Huerta lee, ordena, recopila, deduce, teoriza, hace algunos llamados, hasta que luego de una hora exacta vuelve el prefecto a su oficina.
-Listo Huerta, quedé como pluma. Vamos al segundo piso a ver el interrogatorio. Ya está todo arreglado.
Se acomodan detrás de un vidrio. Entra el primer detenido, esposado y con capucha. Lo sientan y se la quitan. Inicia Yévenes las preguntas junto a otro detective.
-¿Cómo te llamas?
-Mi nombre es Frankenstein, como mi padre.
-¿Sabes por qué estás aquí?
-No tengo idea. Por obra y gracia del Espíritu Santo me encontraba predicando la Buena Nueva en una plaza cuando fui detenido.
-Ya, ¿y qué me dices de las víctimas y las pruebas que encontramos en tu casa?
-No sé de qué víctimas me habla.

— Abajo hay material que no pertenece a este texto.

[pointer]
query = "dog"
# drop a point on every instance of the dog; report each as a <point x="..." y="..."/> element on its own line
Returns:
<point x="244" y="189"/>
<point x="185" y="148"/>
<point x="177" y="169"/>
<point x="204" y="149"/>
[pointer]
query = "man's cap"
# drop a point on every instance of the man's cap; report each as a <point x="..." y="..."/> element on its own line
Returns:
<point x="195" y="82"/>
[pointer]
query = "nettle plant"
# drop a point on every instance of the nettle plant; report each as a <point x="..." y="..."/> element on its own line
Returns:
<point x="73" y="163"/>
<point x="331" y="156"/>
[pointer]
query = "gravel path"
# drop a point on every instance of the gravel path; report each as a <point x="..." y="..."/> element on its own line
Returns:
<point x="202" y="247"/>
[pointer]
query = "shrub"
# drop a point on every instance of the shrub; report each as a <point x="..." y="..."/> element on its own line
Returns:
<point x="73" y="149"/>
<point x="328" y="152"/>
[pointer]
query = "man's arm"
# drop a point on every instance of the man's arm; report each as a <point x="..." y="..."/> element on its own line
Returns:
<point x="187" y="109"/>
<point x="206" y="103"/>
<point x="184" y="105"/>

Además no tengo casa, soy indigente.
-Tú mataste a seis mujeres.
-Señor, mi cuerpo fue construido de siete seres humanos. Jehová nuestro señor me perdonó y me dejó existir. Yo solo quiero vivir y alabar a nuestro Señor Jesucristo. ¡Gloria al Pulento! ¡Gloria al Magnífico! ¡Gloria a ti Señor!
-Ya, ¡saquen a este canuto desgraciado de mi vista!
-¡Que Dios perdone y se apiade de sus almas pecadoras! –sale gritando el hermano Frankenstein.
Ingresa el segundo detenido, algo más siniestro y silencioso. Se sienta tranquilo, parsimonioso, como en una obra teatral. Como un látigo, Yévenes golpea.
-¿Nombre?
-Yo soy el Conde Drácula, lo sabes muy bien.
-Sé muy bien quién eres, como también sé por qué estás aquí, señorito aristócrata.
-Si lo sabes, ¿por qué no me lo dices? Yo ando más perdido que Lucifer en la última cena.
-Tú drenaste la sangre de seis víctimas inocentes. Fueron secadas. No hay nadie en el mundo capaz de dejar una víctima sin una sola gota de sangre. Solo tú podrías haber sido.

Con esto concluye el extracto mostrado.